Ce qui est étrange, c’est que le président américain a répété les déclarations de Netanyahu, ce qui a forcé la Maison Blanche à corriger sa position plus tard.
C’est une manipulation médiatique. Je rappelle à l’Occident ce qui s’est passé en Iraq, où des allégations d’armes de destruction massive ont été utilisées pour justifier une attaque et une occupation, entraînant la perte d’un million de vies iraqiennes. Aujourd’hui, nous assistons à un type similaire de désinformation.
— Sommes-nous au bord d’un conflit régional plus vaste ? Y a-t-il une tentative de faire intervenir l’Iran ?
— Cette éventualité est plausible. Je dois dire que j’appréhende le sort des Palestiniens, en particulier en Cisjordanie. Il est envisageable qu’une opération de nettoyage ethnique à grande échelle soit menée contre les Palestiniens de Cisjordanie.
C’est pourquoi il faut mettre fin à la confrontation militaire et procéder à l’ouverture de couloirs humanitaires pour les Palestiniens afin de les sauver de la faim, de la soif et des épidémies.
— L’Autorité palestinienne, en désaccord avec le Hamas, est de plus en plus absente, le président Mahmoud Abbas a mis plusieurs jours avant d’apparaître. Comment expliquez-vous cette situation ?
— L’Autorité palestinienne est totalement marginalisée et sa position n’a jamais été aussi faible. Il est difficile de comprendre ce comportement, même si l’on sait qu’il a parlé de manière convaincante lors de son entretien avec Blinken. Néanmoins, cela ne suffit pas.
— Quels sont les scénarios possibles désormais ?
— Il y a trois possibilités. La première est qu’avec le changement de l’opinion publique internationale en raison des révélations sur les mensonges d’Israël et son incapacité à supporter une guerre de longue durée ou des pertes économiques, morales ou éthiques, il est envisageable que les combats militaires s’arrêtent, ce qui constituerait la meilleure option. Par la suite, des efforts seront déployés pour lever le blocus, mettre fin aux atrocités imposées à Gaza et échanger les prisonniers. Ensuite, il sera impératif de relancer un processus politique que les Etats-Unis avaient négligé depuis de nombreuses années.

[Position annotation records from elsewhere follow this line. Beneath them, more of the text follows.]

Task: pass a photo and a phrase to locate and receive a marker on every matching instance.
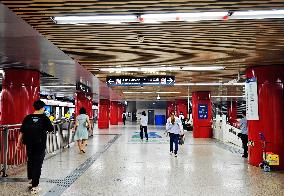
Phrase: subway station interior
(217, 66)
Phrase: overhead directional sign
(140, 81)
(83, 88)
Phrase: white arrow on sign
(170, 80)
(110, 81)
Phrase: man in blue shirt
(244, 134)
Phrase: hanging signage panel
(251, 99)
(140, 81)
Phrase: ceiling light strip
(157, 69)
(209, 84)
(157, 18)
(133, 92)
(58, 86)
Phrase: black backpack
(33, 130)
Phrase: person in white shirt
(174, 128)
(143, 125)
(181, 116)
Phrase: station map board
(140, 81)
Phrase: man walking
(33, 134)
(244, 134)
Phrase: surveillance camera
(140, 38)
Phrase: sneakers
(35, 190)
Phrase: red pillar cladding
(232, 111)
(202, 114)
(170, 108)
(83, 100)
(182, 107)
(103, 118)
(20, 88)
(113, 113)
(120, 112)
(270, 81)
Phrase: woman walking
(143, 125)
(174, 128)
(81, 126)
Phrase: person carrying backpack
(174, 128)
(33, 133)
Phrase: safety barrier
(61, 137)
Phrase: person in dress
(81, 129)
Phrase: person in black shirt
(33, 133)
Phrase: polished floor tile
(133, 167)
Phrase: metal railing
(61, 137)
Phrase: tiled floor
(131, 167)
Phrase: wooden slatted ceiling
(233, 44)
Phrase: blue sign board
(140, 81)
(202, 111)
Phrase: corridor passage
(118, 163)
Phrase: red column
(232, 111)
(170, 108)
(270, 81)
(83, 100)
(113, 113)
(20, 88)
(103, 118)
(182, 107)
(202, 114)
(120, 112)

Le deuxième scénario consisterait en une offensive au sol d’Israël et la poursuite des massacres contre les Palestiniens, ce qui pourrait déclencher un conflit avec le Hezbollah qui peut dégénérer en conflit régional.
Le dernier scénario serait un bouleversement interne en Israël avec les appels grandissants à l’éviction de Netanyahu. Les familles des prisonniers israéliens sont désormais conscientes de la volonté de Netanyahu de sacrifier leurs enfants et de les laisser mourir sous les bombardements à Gaza. Cette situation peut facilement conduire à une désintégration du front interne israélien en raison des pertes considérables subies.